Хохлак рванул баян, Бабенко из себя выходил, демонстрируя культуру, затопало, захлопало, завертелось, где-то залился перепуганный ребенок, — лейтенант Щусь ушам своим и глазам своим не верил: неужели это те самые солдаты, еще вчера за крошку хлеба готовые вырвать глаз у сотоварища, трясущиеся, едва живые в строю, парни так преобразились, так взорлили?! Поносом белые снега пятнают, кашляют, сморкаются, плачут, дерутся — эти, что ли? Да не-эт, то отдельные симулянты и доходяги, остальная ж рота — орлы! Музыкой вон село будоражат, девчат в трепет вбивают, к себе зовут. Молодость, во веки непобедимая, непоборимая молодость напоминает о себе. Значит, повоюем. Дадим фрицу жару! Заломал он нас? Нет. Смял?! А ты на моих орлов подивуйся!.. Погляди на них!

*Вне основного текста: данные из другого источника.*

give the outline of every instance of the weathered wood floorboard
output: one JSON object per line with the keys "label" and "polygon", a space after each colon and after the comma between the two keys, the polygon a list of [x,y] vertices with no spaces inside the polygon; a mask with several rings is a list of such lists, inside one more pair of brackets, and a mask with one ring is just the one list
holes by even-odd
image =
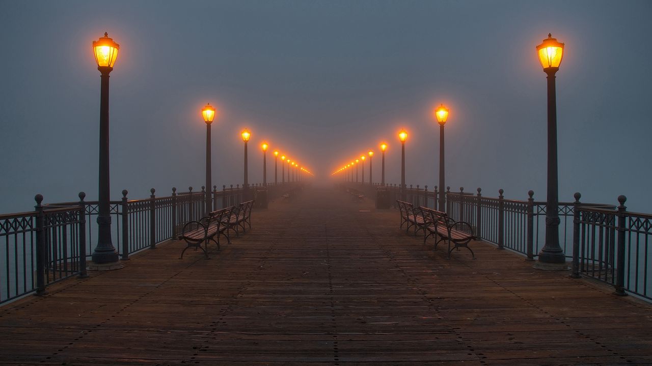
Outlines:
{"label": "weathered wood floorboard", "polygon": [[[361,212],[368,210],[370,212]],[[329,188],[0,309],[6,365],[652,365],[652,307],[481,242],[443,247]]]}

Приняв по чарочке, скромно куснув от огурца, посланники повели за собой целую толпу визжащих, взбудораженных, разом взвинтившихся девчат, толкающих друг дружку в сугробы, где парней зацепят, в свалку вовлекут, не без этого. Из дворов, из ворот выскакивают, на ходу застегиваясь, девчонки-школьницы и тоже взвизгивают, обморочно вопят, к старшим девчатам льнут. Гурьбой веселой и бесшабашной ввалилась компания в клуб. Сразу в нем сделалось шумно, тесно, весело, и уже случилась общая для военной поры нехватка всем девчатам кавалеров в пару на танцы, да многие из вояк и танцевать не умели. Тут же с ходу, конфузясь, краснея, отшучиваясь, учились тонкому искусству парни, притирались в танцах друг к дружке. За вечер и распределились дамы и кавалеры сообразно своим вкусам, кто и по велению сердца. Посообразительней и поазартней бойцы, имеющие пусть и малый опыт в сердечных делах, правились провожать напарниц, но держались пока сдержанно и даже чопорно, имея в виду дальнейшее развитие отношений более тесное и активное.

Вынув руку из-под шеи нежно и ублаженно дышащей Валерии Мефодьевны, командир роты глянул на именные, на Дальнем Востоке заработанные часы, висевшие на гвоздике, — был первый час, но в ночи еще звучал баян. Щусь быстро оделся, осторожно задернул занавеску на двери горницы, однако Валерия Мефодьевна шевельнулась, встревоженно вопросила: «Куда?» — «Ч-шш! — Приложил палец к губам младший лейтенант. — Спи. Я скоро…»

В клубе совсем мало осталось народу, Хохлак на исходе сил перебирал пальцами по баяну, подвыпившие парни и девчата сидели в обнимку, однако пьяных не было. «Не дай Бог поддаться этой заразе…» — подумал командир и негромко сказал:

— Хлопцы! Завтра, нет, уже сегодня рано вставать. На работу. По домам, по домам, ребята, — и пообещал притихшим девчонкам: — Они никуда от вас не денутся. Завтра здесь будут, и послезавтра.

Смолк баян в клубе, и тут же начали гаснуть одно за другим окна в деревушке Осипово. Лишь одно окно, в первом бараке, горело еще настойчиво и долго. За тем негасимым окном сидел возле детской качалки Васконян, байкал ребенка Аньки-поварихи, читал, время от времени, бережно положив книгу, срывался в бег, к дощаному сооружению за бараком.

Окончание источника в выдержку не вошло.